Saturday, April 9, 2011

Civil War Ancestors-One Young, One Old(ish)

Because April 12 is the the 150th anniversary of the start of the Civil War at Ft. Sumter, I'm sure the media this week will be covering the topic. To mark the occasion in my own manner, I decided to take a look at to see if there was anything new.  Neither a paternal great-great-grandfather, Erastus Murray, and a maternal great-grandfather, Everett Gaskill, both of whom were Union soldiers during the Civil War, show up in the online Compiled Service Records.  I'm crossing my fingers that the records I'd already requested from NARA will bear fruit. 

But I was excited that I found some new information on Erastus and Everett.
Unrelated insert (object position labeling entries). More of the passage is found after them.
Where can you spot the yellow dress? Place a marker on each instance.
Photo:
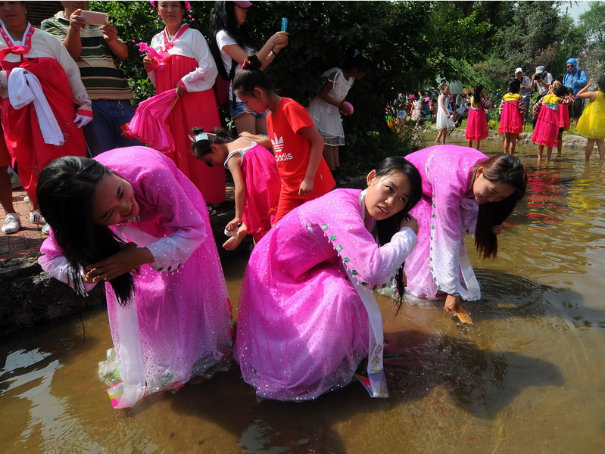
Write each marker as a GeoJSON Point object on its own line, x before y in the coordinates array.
{"type": "Point", "coordinates": [592, 121]}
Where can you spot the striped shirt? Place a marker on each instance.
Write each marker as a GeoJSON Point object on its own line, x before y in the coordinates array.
{"type": "Point", "coordinates": [98, 65]}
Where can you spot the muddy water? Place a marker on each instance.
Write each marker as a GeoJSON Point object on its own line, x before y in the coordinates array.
{"type": "Point", "coordinates": [527, 377]}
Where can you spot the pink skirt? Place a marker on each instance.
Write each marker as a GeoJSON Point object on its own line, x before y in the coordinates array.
{"type": "Point", "coordinates": [546, 131]}
{"type": "Point", "coordinates": [476, 125]}
{"type": "Point", "coordinates": [511, 120]}
{"type": "Point", "coordinates": [195, 109]}
{"type": "Point", "coordinates": [262, 191]}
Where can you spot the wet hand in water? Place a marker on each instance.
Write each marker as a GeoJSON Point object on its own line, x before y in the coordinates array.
{"type": "Point", "coordinates": [129, 258]}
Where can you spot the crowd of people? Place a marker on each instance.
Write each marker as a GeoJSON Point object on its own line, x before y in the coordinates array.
{"type": "Point", "coordinates": [137, 220]}
{"type": "Point", "coordinates": [564, 98]}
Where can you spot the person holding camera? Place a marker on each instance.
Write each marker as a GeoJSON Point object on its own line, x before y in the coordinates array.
{"type": "Point", "coordinates": [97, 50]}
{"type": "Point", "coordinates": [541, 81]}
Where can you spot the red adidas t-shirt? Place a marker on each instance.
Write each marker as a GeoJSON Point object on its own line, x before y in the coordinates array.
{"type": "Point", "coordinates": [292, 151]}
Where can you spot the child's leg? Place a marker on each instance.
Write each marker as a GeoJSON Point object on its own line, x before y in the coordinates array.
{"type": "Point", "coordinates": [286, 204]}
{"type": "Point", "coordinates": [233, 242]}
{"type": "Point", "coordinates": [601, 148]}
{"type": "Point", "coordinates": [589, 147]}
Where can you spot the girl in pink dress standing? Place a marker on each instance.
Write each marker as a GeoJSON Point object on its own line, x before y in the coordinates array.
{"type": "Point", "coordinates": [256, 180]}
{"type": "Point", "coordinates": [307, 314]}
{"type": "Point", "coordinates": [512, 114]}
{"type": "Point", "coordinates": [130, 219]}
{"type": "Point", "coordinates": [39, 124]}
{"type": "Point", "coordinates": [188, 66]}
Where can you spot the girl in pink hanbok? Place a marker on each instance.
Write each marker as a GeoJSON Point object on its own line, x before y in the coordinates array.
{"type": "Point", "coordinates": [476, 125]}
{"type": "Point", "coordinates": [307, 315]}
{"type": "Point", "coordinates": [512, 114]}
{"type": "Point", "coordinates": [40, 86]}
{"type": "Point", "coordinates": [185, 63]}
{"type": "Point", "coordinates": [256, 180]}
{"type": "Point", "coordinates": [462, 191]}
{"type": "Point", "coordinates": [131, 219]}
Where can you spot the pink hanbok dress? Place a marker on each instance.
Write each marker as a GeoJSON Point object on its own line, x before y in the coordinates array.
{"type": "Point", "coordinates": [43, 56]}
{"type": "Point", "coordinates": [187, 60]}
{"type": "Point", "coordinates": [307, 314]}
{"type": "Point", "coordinates": [263, 185]}
{"type": "Point", "coordinates": [476, 125]}
{"type": "Point", "coordinates": [546, 131]}
{"type": "Point", "coordinates": [512, 114]}
{"type": "Point", "coordinates": [178, 324]}
{"type": "Point", "coordinates": [447, 209]}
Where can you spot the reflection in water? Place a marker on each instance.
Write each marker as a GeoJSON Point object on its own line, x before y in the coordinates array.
{"type": "Point", "coordinates": [525, 377]}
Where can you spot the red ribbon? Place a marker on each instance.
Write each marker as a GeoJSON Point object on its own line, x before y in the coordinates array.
{"type": "Point", "coordinates": [11, 48]}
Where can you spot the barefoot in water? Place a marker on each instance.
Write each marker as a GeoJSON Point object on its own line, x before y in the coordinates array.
{"type": "Point", "coordinates": [233, 242]}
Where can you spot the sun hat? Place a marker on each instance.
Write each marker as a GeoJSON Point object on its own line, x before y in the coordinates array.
{"type": "Point", "coordinates": [243, 3]}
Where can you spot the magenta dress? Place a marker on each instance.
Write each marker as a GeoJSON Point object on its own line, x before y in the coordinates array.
{"type": "Point", "coordinates": [447, 209]}
{"type": "Point", "coordinates": [178, 324]}
{"type": "Point", "coordinates": [512, 113]}
{"type": "Point", "coordinates": [263, 185]}
{"type": "Point", "coordinates": [307, 315]}
{"type": "Point", "coordinates": [476, 125]}
{"type": "Point", "coordinates": [187, 60]}
{"type": "Point", "coordinates": [546, 131]}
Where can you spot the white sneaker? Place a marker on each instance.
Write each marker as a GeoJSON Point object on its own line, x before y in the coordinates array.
{"type": "Point", "coordinates": [11, 224]}
{"type": "Point", "coordinates": [35, 217]}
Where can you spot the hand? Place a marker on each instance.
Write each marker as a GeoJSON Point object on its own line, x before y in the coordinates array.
{"type": "Point", "coordinates": [83, 116]}
{"type": "Point", "coordinates": [452, 304]}
{"type": "Point", "coordinates": [180, 91]}
{"type": "Point", "coordinates": [233, 225]}
{"type": "Point", "coordinates": [129, 258]}
{"type": "Point", "coordinates": [279, 40]}
{"type": "Point", "coordinates": [306, 186]}
{"type": "Point", "coordinates": [76, 21]}
{"type": "Point", "coordinates": [109, 32]}
{"type": "Point", "coordinates": [411, 223]}
{"type": "Point", "coordinates": [149, 63]}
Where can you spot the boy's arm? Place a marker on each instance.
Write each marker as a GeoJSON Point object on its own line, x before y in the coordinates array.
{"type": "Point", "coordinates": [317, 146]}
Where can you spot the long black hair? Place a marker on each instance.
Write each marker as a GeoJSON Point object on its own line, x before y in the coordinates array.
{"type": "Point", "coordinates": [66, 192]}
{"type": "Point", "coordinates": [223, 18]}
{"type": "Point", "coordinates": [386, 228]}
{"type": "Point", "coordinates": [203, 146]}
{"type": "Point", "coordinates": [502, 168]}
{"type": "Point", "coordinates": [251, 77]}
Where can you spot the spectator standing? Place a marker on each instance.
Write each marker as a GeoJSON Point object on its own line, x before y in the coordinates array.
{"type": "Point", "coordinates": [97, 50]}
{"type": "Point", "coordinates": [541, 81]}
{"type": "Point", "coordinates": [525, 90]}
{"type": "Point", "coordinates": [575, 79]}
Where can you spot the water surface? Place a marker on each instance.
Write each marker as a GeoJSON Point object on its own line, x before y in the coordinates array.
{"type": "Point", "coordinates": [527, 377]}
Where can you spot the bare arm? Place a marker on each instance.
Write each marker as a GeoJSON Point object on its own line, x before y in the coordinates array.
{"type": "Point", "coordinates": [317, 146]}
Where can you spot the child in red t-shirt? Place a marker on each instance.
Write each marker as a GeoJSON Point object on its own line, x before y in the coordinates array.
{"type": "Point", "coordinates": [297, 144]}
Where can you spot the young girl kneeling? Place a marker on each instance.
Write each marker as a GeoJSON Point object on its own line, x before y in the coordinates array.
{"type": "Point", "coordinates": [256, 180]}
{"type": "Point", "coordinates": [307, 311]}
{"type": "Point", "coordinates": [131, 219]}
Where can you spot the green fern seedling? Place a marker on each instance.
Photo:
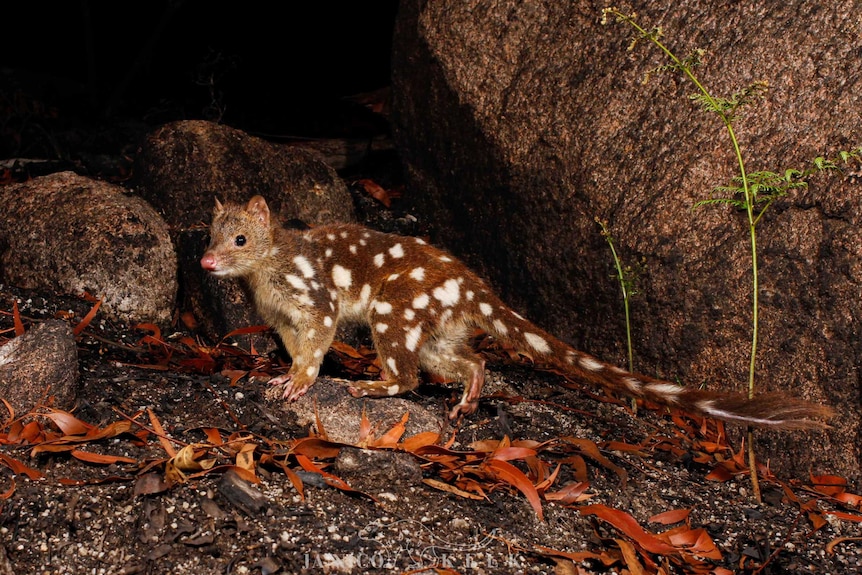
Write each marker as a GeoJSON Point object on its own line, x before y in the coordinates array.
{"type": "Point", "coordinates": [752, 192]}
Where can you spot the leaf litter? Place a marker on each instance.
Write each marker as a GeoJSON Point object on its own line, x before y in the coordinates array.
{"type": "Point", "coordinates": [558, 471]}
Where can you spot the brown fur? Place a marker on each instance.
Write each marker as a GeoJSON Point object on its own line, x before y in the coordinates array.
{"type": "Point", "coordinates": [421, 305]}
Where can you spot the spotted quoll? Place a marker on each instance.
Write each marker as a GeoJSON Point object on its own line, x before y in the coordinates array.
{"type": "Point", "coordinates": [421, 305]}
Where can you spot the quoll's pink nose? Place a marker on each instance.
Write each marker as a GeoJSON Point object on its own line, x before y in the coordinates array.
{"type": "Point", "coordinates": [208, 262]}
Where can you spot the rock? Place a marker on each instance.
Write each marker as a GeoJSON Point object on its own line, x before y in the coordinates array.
{"type": "Point", "coordinates": [374, 471]}
{"type": "Point", "coordinates": [40, 367]}
{"type": "Point", "coordinates": [182, 167]}
{"type": "Point", "coordinates": [72, 234]}
{"type": "Point", "coordinates": [518, 123]}
{"type": "Point", "coordinates": [340, 414]}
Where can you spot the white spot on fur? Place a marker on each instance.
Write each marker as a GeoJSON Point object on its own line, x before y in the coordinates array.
{"type": "Point", "coordinates": [633, 384]}
{"type": "Point", "coordinates": [364, 294]}
{"type": "Point", "coordinates": [537, 342]}
{"type": "Point", "coordinates": [668, 391]}
{"type": "Point", "coordinates": [420, 301]}
{"type": "Point", "coordinates": [591, 364]}
{"type": "Point", "coordinates": [304, 299]}
{"type": "Point", "coordinates": [383, 307]}
{"type": "Point", "coordinates": [413, 338]}
{"type": "Point", "coordinates": [296, 282]}
{"type": "Point", "coordinates": [304, 266]}
{"type": "Point", "coordinates": [393, 369]}
{"type": "Point", "coordinates": [448, 293]}
{"type": "Point", "coordinates": [341, 276]}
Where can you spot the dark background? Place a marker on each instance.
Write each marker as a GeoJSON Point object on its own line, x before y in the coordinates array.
{"type": "Point", "coordinates": [281, 69]}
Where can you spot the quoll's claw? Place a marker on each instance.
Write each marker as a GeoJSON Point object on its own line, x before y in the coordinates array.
{"type": "Point", "coordinates": [463, 409]}
{"type": "Point", "coordinates": [281, 379]}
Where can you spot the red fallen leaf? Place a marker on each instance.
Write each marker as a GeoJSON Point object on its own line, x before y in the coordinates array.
{"type": "Point", "coordinates": [100, 458]}
{"type": "Point", "coordinates": [849, 499]}
{"type": "Point", "coordinates": [627, 525]}
{"type": "Point", "coordinates": [245, 331]}
{"type": "Point", "coordinates": [376, 191]}
{"type": "Point", "coordinates": [155, 333]}
{"type": "Point", "coordinates": [719, 473]}
{"type": "Point", "coordinates": [9, 492]}
{"type": "Point", "coordinates": [830, 547]}
{"type": "Point", "coordinates": [578, 556]}
{"type": "Point", "coordinates": [591, 450]}
{"type": "Point", "coordinates": [19, 468]}
{"type": "Point", "coordinates": [331, 480]}
{"type": "Point", "coordinates": [513, 476]}
{"type": "Point", "coordinates": [391, 437]}
{"type": "Point", "coordinates": [149, 484]}
{"type": "Point", "coordinates": [189, 320]}
{"type": "Point", "coordinates": [568, 494]}
{"type": "Point", "coordinates": [845, 516]}
{"type": "Point", "coordinates": [234, 375]}
{"type": "Point", "coordinates": [695, 541]}
{"type": "Point", "coordinates": [160, 432]}
{"type": "Point", "coordinates": [315, 447]}
{"type": "Point", "coordinates": [510, 453]}
{"type": "Point", "coordinates": [423, 439]}
{"type": "Point", "coordinates": [213, 435]}
{"type": "Point", "coordinates": [630, 556]}
{"type": "Point", "coordinates": [87, 319]}
{"type": "Point", "coordinates": [16, 319]}
{"type": "Point", "coordinates": [670, 517]}
{"type": "Point", "coordinates": [817, 520]}
{"type": "Point", "coordinates": [68, 423]}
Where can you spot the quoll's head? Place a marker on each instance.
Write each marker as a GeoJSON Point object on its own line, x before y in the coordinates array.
{"type": "Point", "coordinates": [240, 237]}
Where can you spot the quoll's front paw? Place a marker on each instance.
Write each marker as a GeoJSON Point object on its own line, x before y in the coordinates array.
{"type": "Point", "coordinates": [277, 386]}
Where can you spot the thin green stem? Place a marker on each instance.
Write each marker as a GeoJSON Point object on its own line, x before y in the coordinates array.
{"type": "Point", "coordinates": [623, 286]}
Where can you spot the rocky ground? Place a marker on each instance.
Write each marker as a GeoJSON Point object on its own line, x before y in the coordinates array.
{"type": "Point", "coordinates": [399, 507]}
{"type": "Point", "coordinates": [173, 463]}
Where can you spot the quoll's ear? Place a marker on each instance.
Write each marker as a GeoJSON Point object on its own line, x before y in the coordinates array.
{"type": "Point", "coordinates": [258, 209]}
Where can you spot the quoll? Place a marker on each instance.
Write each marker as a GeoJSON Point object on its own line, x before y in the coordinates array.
{"type": "Point", "coordinates": [421, 305]}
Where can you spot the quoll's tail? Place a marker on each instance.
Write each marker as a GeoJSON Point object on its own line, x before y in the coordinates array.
{"type": "Point", "coordinates": [769, 410]}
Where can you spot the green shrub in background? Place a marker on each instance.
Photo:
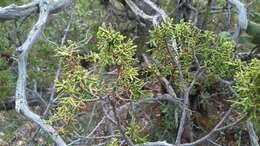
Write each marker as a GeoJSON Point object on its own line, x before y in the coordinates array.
{"type": "Point", "coordinates": [7, 80]}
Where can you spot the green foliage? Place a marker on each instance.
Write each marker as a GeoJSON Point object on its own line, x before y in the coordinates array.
{"type": "Point", "coordinates": [115, 50]}
{"type": "Point", "coordinates": [213, 52]}
{"type": "Point", "coordinates": [248, 88]}
{"type": "Point", "coordinates": [7, 82]}
{"type": "Point", "coordinates": [80, 85]}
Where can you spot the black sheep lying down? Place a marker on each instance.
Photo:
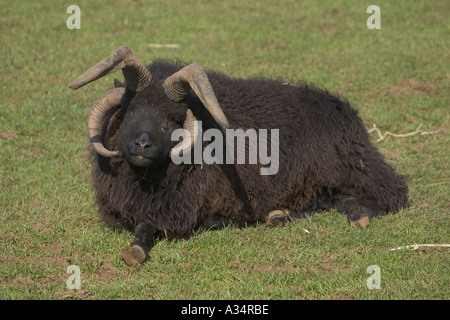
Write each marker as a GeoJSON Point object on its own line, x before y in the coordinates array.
{"type": "Point", "coordinates": [153, 184]}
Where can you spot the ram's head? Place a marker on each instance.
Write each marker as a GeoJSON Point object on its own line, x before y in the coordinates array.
{"type": "Point", "coordinates": [152, 112]}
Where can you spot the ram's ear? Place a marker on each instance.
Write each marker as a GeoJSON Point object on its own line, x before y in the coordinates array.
{"type": "Point", "coordinates": [118, 84]}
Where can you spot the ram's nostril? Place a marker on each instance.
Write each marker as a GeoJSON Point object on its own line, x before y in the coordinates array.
{"type": "Point", "coordinates": [143, 141]}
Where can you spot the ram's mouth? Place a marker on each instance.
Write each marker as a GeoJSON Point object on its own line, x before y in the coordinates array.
{"type": "Point", "coordinates": [141, 161]}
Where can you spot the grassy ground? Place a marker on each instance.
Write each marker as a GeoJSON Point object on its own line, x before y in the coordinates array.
{"type": "Point", "coordinates": [397, 77]}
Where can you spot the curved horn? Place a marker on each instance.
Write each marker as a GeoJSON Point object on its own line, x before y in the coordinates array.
{"type": "Point", "coordinates": [178, 86]}
{"type": "Point", "coordinates": [136, 75]}
{"type": "Point", "coordinates": [188, 142]}
{"type": "Point", "coordinates": [98, 112]}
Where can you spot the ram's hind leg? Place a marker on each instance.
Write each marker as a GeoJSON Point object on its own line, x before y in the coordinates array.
{"type": "Point", "coordinates": [359, 212]}
{"type": "Point", "coordinates": [138, 251]}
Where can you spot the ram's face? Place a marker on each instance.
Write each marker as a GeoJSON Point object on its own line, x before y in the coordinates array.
{"type": "Point", "coordinates": [153, 113]}
{"type": "Point", "coordinates": [147, 127]}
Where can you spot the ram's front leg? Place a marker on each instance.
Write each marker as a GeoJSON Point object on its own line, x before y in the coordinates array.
{"type": "Point", "coordinates": [138, 251]}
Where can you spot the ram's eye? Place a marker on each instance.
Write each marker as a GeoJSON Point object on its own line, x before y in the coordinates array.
{"type": "Point", "coordinates": [174, 124]}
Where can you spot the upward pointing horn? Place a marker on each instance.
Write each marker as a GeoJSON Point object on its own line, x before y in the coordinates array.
{"type": "Point", "coordinates": [136, 75]}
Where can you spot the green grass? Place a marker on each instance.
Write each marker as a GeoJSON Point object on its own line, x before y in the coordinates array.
{"type": "Point", "coordinates": [396, 77]}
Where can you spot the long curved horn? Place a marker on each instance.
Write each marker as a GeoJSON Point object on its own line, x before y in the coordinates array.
{"type": "Point", "coordinates": [136, 75]}
{"type": "Point", "coordinates": [98, 112]}
{"type": "Point", "coordinates": [178, 86]}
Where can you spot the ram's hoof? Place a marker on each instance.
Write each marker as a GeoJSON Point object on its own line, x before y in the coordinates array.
{"type": "Point", "coordinates": [277, 218]}
{"type": "Point", "coordinates": [133, 255]}
{"type": "Point", "coordinates": [361, 221]}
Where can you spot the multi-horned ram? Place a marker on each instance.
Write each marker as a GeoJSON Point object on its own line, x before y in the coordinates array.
{"type": "Point", "coordinates": [324, 156]}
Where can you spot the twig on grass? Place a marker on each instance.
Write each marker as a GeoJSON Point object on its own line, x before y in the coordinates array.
{"type": "Point", "coordinates": [418, 246]}
{"type": "Point", "coordinates": [401, 135]}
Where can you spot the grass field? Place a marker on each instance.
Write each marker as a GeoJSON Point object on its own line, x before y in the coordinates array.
{"type": "Point", "coordinates": [396, 77]}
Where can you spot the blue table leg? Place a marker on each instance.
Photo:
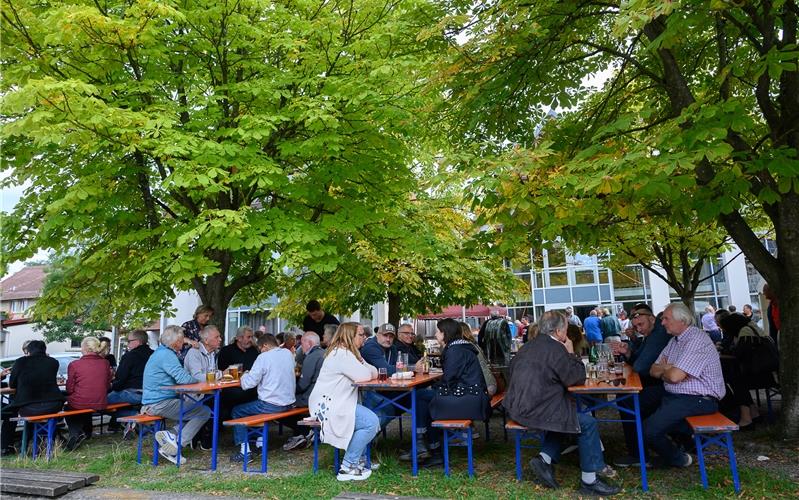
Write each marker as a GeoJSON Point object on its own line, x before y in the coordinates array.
{"type": "Point", "coordinates": [639, 433]}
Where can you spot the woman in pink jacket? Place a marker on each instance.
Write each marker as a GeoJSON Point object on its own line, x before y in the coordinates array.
{"type": "Point", "coordinates": [88, 381]}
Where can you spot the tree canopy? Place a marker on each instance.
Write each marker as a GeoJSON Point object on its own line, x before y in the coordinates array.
{"type": "Point", "coordinates": [203, 144]}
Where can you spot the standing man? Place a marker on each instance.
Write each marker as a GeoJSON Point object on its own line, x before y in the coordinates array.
{"type": "Point", "coordinates": [405, 343]}
{"type": "Point", "coordinates": [538, 397]}
{"type": "Point", "coordinates": [573, 318]}
{"type": "Point", "coordinates": [690, 369]}
{"type": "Point", "coordinates": [164, 369]}
{"type": "Point", "coordinates": [317, 318]}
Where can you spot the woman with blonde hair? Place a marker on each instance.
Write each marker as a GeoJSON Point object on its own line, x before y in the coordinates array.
{"type": "Point", "coordinates": [346, 424]}
{"type": "Point", "coordinates": [88, 381]}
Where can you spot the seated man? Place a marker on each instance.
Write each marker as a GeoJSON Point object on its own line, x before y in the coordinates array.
{"type": "Point", "coordinates": [163, 369]}
{"type": "Point", "coordinates": [690, 369]}
{"type": "Point", "coordinates": [641, 353]}
{"type": "Point", "coordinates": [405, 343]}
{"type": "Point", "coordinates": [381, 352]}
{"type": "Point", "coordinates": [127, 384]}
{"type": "Point", "coordinates": [538, 398]}
{"type": "Point", "coordinates": [273, 375]}
{"type": "Point", "coordinates": [312, 364]}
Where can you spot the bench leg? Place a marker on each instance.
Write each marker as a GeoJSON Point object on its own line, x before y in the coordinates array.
{"type": "Point", "coordinates": [733, 464]}
{"type": "Point", "coordinates": [700, 455]}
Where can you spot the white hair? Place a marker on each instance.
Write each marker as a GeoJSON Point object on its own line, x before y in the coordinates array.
{"type": "Point", "coordinates": [171, 335]}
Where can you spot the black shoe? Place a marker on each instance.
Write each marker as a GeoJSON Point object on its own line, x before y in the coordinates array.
{"type": "Point", "coordinates": [598, 488]}
{"type": "Point", "coordinates": [544, 472]}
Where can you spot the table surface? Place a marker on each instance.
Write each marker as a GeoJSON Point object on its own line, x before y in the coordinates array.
{"type": "Point", "coordinates": [601, 386]}
{"type": "Point", "coordinates": [399, 385]}
{"type": "Point", "coordinates": [203, 386]}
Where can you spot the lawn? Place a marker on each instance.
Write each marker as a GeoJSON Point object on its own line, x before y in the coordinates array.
{"type": "Point", "coordinates": [290, 473]}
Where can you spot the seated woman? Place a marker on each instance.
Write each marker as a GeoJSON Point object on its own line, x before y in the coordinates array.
{"type": "Point", "coordinates": [747, 363]}
{"type": "Point", "coordinates": [346, 424]}
{"type": "Point", "coordinates": [33, 376]}
{"type": "Point", "coordinates": [462, 393]}
{"type": "Point", "coordinates": [88, 381]}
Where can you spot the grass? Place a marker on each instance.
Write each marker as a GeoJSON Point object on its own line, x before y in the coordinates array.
{"type": "Point", "coordinates": [290, 473]}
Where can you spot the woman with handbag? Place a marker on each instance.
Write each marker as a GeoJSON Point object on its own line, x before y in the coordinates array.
{"type": "Point", "coordinates": [346, 424]}
{"type": "Point", "coordinates": [461, 393]}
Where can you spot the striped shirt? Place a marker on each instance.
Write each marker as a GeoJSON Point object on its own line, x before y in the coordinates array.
{"type": "Point", "coordinates": [694, 353]}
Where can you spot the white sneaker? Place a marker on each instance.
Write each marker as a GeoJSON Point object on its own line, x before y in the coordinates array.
{"type": "Point", "coordinates": [294, 442]}
{"type": "Point", "coordinates": [353, 474]}
{"type": "Point", "coordinates": [172, 458]}
{"type": "Point", "coordinates": [167, 442]}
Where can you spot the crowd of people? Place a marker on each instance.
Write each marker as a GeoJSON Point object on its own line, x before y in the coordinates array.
{"type": "Point", "coordinates": [684, 371]}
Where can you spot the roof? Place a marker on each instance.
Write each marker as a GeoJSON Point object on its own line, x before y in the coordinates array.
{"type": "Point", "coordinates": [27, 283]}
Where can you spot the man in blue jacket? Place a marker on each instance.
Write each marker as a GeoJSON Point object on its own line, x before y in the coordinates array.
{"type": "Point", "coordinates": [641, 354]}
{"type": "Point", "coordinates": [164, 369]}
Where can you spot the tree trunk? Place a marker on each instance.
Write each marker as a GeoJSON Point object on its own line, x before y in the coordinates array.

In this new information, it was physical descriptions that caught my attention: 

Erastus had brown eyes, grey hair, was dark complected and was 5' 9-1/2" tall.  It also said he was 45, so he probably lied to join.  Census records over the years show he was born around 1811-1812, making him 52 or 53. And I was excited to see another source stating his place of birth as Cayuga County, but I'm still not convinced that's where he was born. 

Everett had blue eyes, light hair, had a fair complexion, and was 5' 5-1/2" tall. He was 19.

Original data: Civil War Muster Roll Abstracts of New York State Volunteers, United States Sharpshooters, and United States Colored Troops [ca. 1861-1900](microfilm, 1185 rolls).Albany, New York: New York State Archives.

This collection contains abstracts compiled from original muster rolls for New York State infantry units involved in the Civil War. The records have personal enlistment information and military service, as well as regiment engagements.  A New York state law passed in 1863 required a record be made and preserved with pertinent information of every New Yorker who had volunteered for service. In 1876, New York authorized funds to copy the muster-out rolls, which is where this collection came from. 

1 comment:

  1. I always get a kick out of finding these documents that include physical descriptions of my ancestors, so I bet you have similar reactions when you find them for your family.

    Thanks for sharing this in the Challenge!